Dans un contexte où les indicateurs d’accessibilité négligent souvent la congestion, où le design des parcs est rarement réfléchi en fonction des besoins locaux et où les perceptions des usagers et usagères ne sont pas systématiquement prises en compte, une approche multiméthodes permet non seulement d’offrir un portrait global, mais aussi de mieux comprendre les réalités vécues à l’échelle locale.
Une approche multiméthodes comme réponse aux limites

Crédits photo : Victoria Jepson, 2022
Pour aller au-delà de ces limites, une stratégie multiméthodes séquentielle a été adoptée et combine trois volets : 1) des analyses spatiales, 2) des observations de terrain et 3) des enquêtes auprès des personnes usagères. Cette approche permet de croiser des dimensions objectives (comme la proximité, la densité, les équipements) avec des dimensions subjectives (comme les perceptions, la satisfaction ou les comportements d’usage).
Premièrement, le volet spatial repose sur l’indice E2SFCA (Enhanced Two-Step Floating Catchment Area), qui tient compte à la fois de la proximité et de la capacité des parcs en fonction de leurs équipements et de leur superficie. Des tests statistiques (tests t, modèles multinomiaux) ont permis d’examiner les liens entre l’accessibilité et les profils sociodémographiques.

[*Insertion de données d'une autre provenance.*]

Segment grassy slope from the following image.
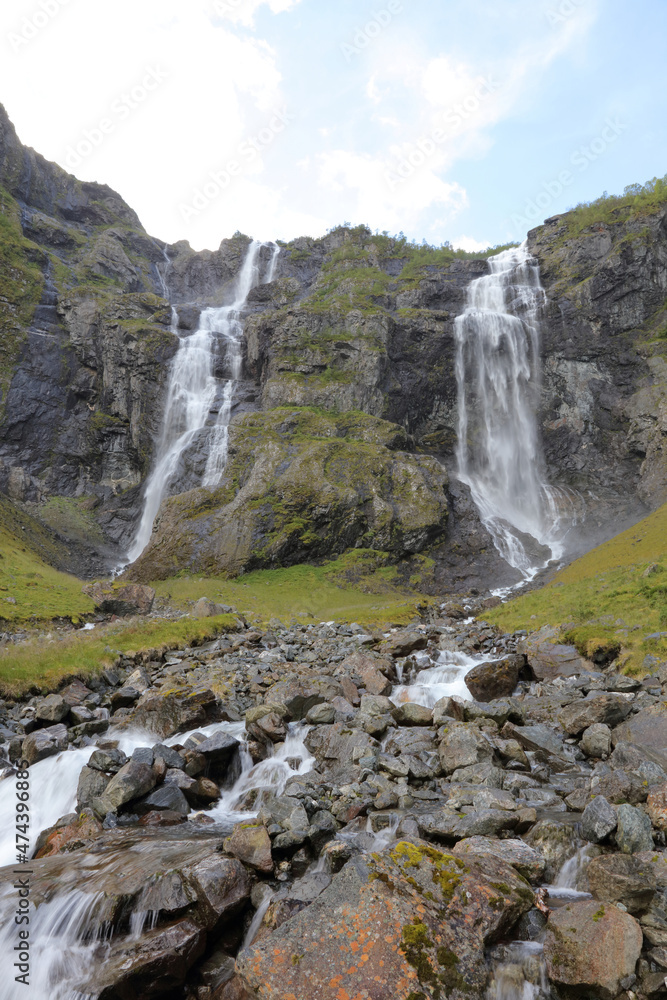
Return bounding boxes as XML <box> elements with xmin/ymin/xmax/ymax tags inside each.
<box><xmin>485</xmin><ymin>504</ymin><xmax>667</xmax><ymax>673</ymax></box>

Le deuxième volet, basé sur l’observation de terrain, a permis de documenter les usages réels des parcs dans l’espace et le temps. Ces observations ont révélé non seulement les types d’activités pratiquées (activités passives, aires de jeux, sports), mais aussi les concentrations d’usagers et d’usagères selon l’heure, le jour de la semaine et le type de parc. Cette approche est essentielle pour comprendre les dynamiques de fréquentation et pour repérer les moments ou lieux où l’achalandage est le plus élevé. Ce volet s’est déroulé dans six parcs (trois en milieu urbain : parc Chamberland, parc Hochelaga, parc Wilson; et trois en banlieue de Montréal, soit à Longueuil, Laval et Rosemère : parc Bariteau, parc de Bucarest, parc Bourbonnière), totalisant 108 heures d’observation et 1 588 enregistrements. Il a permis de documenter les usages dans l’espace et le temps, en montrant de fortes différences entre parcs urbains et parcs de banlieue.

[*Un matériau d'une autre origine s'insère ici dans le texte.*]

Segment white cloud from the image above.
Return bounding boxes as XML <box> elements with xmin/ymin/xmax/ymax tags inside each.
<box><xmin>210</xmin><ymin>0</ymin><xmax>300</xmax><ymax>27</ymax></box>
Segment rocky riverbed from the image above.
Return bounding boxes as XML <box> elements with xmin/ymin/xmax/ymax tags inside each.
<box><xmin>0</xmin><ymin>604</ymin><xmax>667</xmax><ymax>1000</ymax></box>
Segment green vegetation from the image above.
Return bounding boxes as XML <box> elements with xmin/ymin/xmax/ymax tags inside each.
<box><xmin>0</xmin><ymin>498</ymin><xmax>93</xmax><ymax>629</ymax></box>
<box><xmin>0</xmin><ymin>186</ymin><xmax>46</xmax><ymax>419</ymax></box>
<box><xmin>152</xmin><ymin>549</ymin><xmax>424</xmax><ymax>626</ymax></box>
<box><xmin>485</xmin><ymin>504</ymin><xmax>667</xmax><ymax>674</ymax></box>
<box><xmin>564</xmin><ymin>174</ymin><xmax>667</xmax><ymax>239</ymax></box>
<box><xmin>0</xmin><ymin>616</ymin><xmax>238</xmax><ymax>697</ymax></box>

Enfin, le troisième volet repose sur des enquêtes auprès des personnes qui fréquentent les parcs. Il permet d’aller au-delà des simples mesures de fréquentation pour saisir la perception de l’achalandage, qui peut varier fortement d’un individu à l’autre. Ce ressenti subjectif est particulièrement important, car l’achalandage peut être perçu soit comme un signe de vitalité, soit comme une source d’inconfort ou d’exclusion. En ce sens, il s’agit d’un phénomène personnel et contextuel.
Chaque méthode a joué un rôle complémentaire dans l’étude de l’accessibilité, de l’aménagement et de l’achalandage des parcs du grand Montréal. Par exemple, l’analyse spatiale a révélé de légères iniquités structurelles, l’observation a mis en lumière les usages concrets et les enquêtes ont permis de comprendre les logiques de fréquentation et la perception des expériences dans les parcs.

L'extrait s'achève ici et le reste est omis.